This might be my favorite comment ever. Such excellent use of sarcasm!:
Please pick a label and stick with it so that we know whether to like you or hate you. It's confusing and frightening for us to have to consider individual issues and people on their own merits. I need to know what you think of something before you tell me what you think of it. Otherwise, what's the point of even listening to you?
This blog is too hard.
Good. This blog should be hard. It should make you think.
I'm not here asking you to agree with me. Frankly, I could care less if you agree with me. I'm not a wingnut from suburban Milwaukee, trying to start a revolution. I'm not some moonbat from the Isthmus, trying desperately to save the world from itself. I'm trying to get you to do the one thing that absolutely terrifies politicians: think for yourself.
Be smart. Read books. Turn of that damn talk radio already - it's just filled with people who want to tell you what to think. Argue intelligently. Listen carefully, even to arguments that make your skin crawl. Go see "An Inconvenient Truth" even if you can't stand Al Gore and think you'll disagree with 95% of what you hear. Throw on your hemp sandals and walk out to the porch with your green tea to read Ann Coulter. For the love of God, just get the hell out of your comfort zone once in awhile. The Cheddarsphere is filled with a lot of political blogging that amounts to little more than support group ranting, people who want a bunch of praise from people who already agree with everything they say. Don't be that blogger.
If politics is short on one thing, it's intelligent people who think for themselves. Instead, we get hacks in leadership that want to sell everyone on the message of team; that politics is some kind of sport by which we define success based on the number of seats we pick up. For anyone who talks that way, I've got a swift kick in the nuts for you, if you can still find yours. Yours is the philosophy that has turned politics into a corrupt and hopeless hell. People win when government finds real solutions to real problems, not solutions to bullshit, made-up problems like flag burning and gay marriage solely designed to trick a bunch of rural evangelicals with a high school education into voting against their own economic interests. But I digress.
If I don't make you think occasionally, them I'm just another one of those half-assed spinmeisters or thought-free bloggers that swallows everything their party or Charlie Sykes or Air America tells them to. I have nothing against guys like Xoff and Brian Fraley, but do we really need a bunch of inarticulate, armchair wannabe pundits out here on the internet? More original thought, less partisan hackery, please.
And with that, I'll entertain a question:
Is there one, just one politician that kind of represents what you believe in?

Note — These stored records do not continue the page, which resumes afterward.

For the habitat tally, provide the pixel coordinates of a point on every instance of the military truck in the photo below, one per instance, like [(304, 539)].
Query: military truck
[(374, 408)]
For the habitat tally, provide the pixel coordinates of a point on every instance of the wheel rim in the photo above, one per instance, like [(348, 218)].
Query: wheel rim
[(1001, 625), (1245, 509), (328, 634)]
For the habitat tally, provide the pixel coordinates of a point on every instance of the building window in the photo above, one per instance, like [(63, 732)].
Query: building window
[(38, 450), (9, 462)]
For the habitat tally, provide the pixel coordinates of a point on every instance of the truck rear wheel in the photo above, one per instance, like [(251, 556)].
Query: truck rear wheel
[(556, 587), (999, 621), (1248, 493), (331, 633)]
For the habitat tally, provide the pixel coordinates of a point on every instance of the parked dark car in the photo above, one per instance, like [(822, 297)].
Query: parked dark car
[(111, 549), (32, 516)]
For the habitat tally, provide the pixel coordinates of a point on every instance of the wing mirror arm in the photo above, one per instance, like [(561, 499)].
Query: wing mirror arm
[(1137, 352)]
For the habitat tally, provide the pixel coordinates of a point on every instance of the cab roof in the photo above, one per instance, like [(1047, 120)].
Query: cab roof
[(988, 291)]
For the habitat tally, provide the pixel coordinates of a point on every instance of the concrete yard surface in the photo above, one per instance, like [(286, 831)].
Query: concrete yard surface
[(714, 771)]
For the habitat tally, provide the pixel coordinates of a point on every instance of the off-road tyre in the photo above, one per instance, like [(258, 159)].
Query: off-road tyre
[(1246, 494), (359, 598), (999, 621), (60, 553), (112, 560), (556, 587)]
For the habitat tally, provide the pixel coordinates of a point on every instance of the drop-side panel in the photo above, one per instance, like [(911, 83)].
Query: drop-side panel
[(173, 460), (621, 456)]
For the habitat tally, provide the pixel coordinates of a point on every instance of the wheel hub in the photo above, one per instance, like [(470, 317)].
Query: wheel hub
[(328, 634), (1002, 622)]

Short answer: not really. When I vote, it's usually a matter of choosing better over worse. I write in a lot of candidates. As I told one person a few days ago, I've volunteered for Ron Greer and voted for Tammy Baldwin, and I don't think it's the least bit inconsistent. Ponder that for awhile.
Long answer: When I look at politics (and for that matter, most politicians), I mostly see a bunch of clowns who desperately are looking for that handful of smart people who will tell them what to do, what to say, and how to get re-elected. If the Republicans and the Democrats in the legislature seem pretty aimless right now, it's probably because their fearless leaders are all being sent to the hole for trying to save the sorry asses of the mindless masses who exist just to push the right colored button.
But here are 20 public officials that I respect. I'm not saying this is my top 20. It's just 20 that came to mind right now. I could name more, but 20 should suffice.
I'm not going to tell you what I admire them for, and by listing them, I'm not suggesting that they're perfect. Many of them are pretty imperfect. I will say, however, that if you locked these 20 people in a room for a week and asked them to solve the world's problems, they'd probably emerge with some pretty brilliant ideas.
- Dick Armey
- Tammy Baldwin
- George H.W. Bush
- Tom Campbell
- Chuck Chvala
- Bill Clinton
- Hillary Clinton
- Kathy Falk
- Russ Feingold
- Patrick Fitzgerald
- Newt Gingrich
- Rudy Giuliani
- Stephen Harper
- Scott Jensen
- John McCain
- John Norquist
- Colin Powell
- Paul Ryan
- Paul Soglin
- Eliot Spitzer
19 Americans and a Canadian for good measure.
With that, have a good weekend. And to those of you going to Summerfest tonight, I don't know how it is that you're supposed to choose between Styx and Cheap Trick at 10 p.m. Talk about a tough decision! I'm sure the legislature is forming a special select committee to figure this out for itself. It'll convene for 18 months and come up with a solution that nobody likes.